Event summary combining transcript, slides, and related documents.

Logotype for TELA Bio Inc

Q2 2024 earnings summary

1 Feb, 2026

Executive summary

  • Revenue grew 11% year-over-year to $16.1 million in Q2 2024, driven by new customers, increased penetration, and expanded commercial reach, despite transient challenges such as ransomware attacks and lower procedure volumes.

  • Net loss for Q2 2024 was $12.6 million, up from $10.8 million in Q2 2023, primarily due to increased operating expenses.

  • The company expects a strong recovery in the second half of 2024, supported by July sales trends, ongoing commercial initiatives, and normalization after cyberattack disruptions.

  • New product launches, including LiquiFix and OviTex IHR, are receiving positive feedback and are expected to drive further market penetration, especially in minimally invasive and robotic hernia repair.

  • Appointment of Greg Firestone as Chief Commercial Officer aims to enhance sales force effectiveness and operational efficiency.

Financial highlights

  • Q2 2024 revenue: $16.1 million, up 11% year-over-year; gross margin: 69% (down from 70% in Q2 2023) due to higher inventory charges.

  • Net loss was $12.6 million in Q2 2024; loss per share was $0.51.

  • Operating expenses increased to $22.6 million, mainly from higher sales, marketing, and headcount costs.

  • Cash and cash equivalents at June 30, 2024, totaled $26.5 million; working capital was $36.1 million.

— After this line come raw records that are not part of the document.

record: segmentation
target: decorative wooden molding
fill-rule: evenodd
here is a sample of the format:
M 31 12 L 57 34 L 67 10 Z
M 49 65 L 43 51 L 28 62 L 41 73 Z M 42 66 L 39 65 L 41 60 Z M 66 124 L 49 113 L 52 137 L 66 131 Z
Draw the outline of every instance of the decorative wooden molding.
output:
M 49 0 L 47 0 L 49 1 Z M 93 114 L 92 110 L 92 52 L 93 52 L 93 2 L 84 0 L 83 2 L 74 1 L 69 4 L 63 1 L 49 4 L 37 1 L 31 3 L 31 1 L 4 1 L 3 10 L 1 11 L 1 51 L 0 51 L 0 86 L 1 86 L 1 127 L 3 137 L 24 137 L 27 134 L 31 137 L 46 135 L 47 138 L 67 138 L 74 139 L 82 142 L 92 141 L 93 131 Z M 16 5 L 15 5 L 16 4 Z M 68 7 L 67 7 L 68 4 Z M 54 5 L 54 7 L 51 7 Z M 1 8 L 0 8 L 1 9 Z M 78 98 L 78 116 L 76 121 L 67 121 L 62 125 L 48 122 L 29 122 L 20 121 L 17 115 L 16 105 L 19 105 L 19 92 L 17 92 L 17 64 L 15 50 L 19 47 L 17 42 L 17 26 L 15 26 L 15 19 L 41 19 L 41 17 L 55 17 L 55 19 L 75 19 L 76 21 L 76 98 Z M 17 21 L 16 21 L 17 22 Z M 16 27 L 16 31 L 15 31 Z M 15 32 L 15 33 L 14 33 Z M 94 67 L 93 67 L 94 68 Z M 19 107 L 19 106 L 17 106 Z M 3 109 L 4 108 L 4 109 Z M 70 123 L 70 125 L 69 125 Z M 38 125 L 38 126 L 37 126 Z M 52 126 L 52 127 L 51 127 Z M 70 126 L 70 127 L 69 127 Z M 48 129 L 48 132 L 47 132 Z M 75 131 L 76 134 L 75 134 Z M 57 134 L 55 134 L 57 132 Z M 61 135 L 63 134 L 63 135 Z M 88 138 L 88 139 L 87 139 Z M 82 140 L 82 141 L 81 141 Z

  • For the six months ended June 30, 2024, revenue was $32.7 million (up 24% year-over-year), and net loss was $18.3 million, aided by a $7.6 million gain on the sale of the NIVIS product line.

Outlook and guidance

  • Full-year 2024 revenue guidance maintained at $74.5–$76.5 million, representing 27–31% growth over 2023.

  • Management expects normalized growth in Q3 and a stronger Q4 as new commercial initiatives ramp and market disruptions subside.

  • Operating and net losses are expected to decline sequentially through 2024, with lower cash consumption in the second half.

  • Revenue share payments from the NIVIS divestiture to begin in Q3, totaling $3–$7 million over eight quarters.

  • Existing cash resources are expected to fund operations for at least the next 12 months.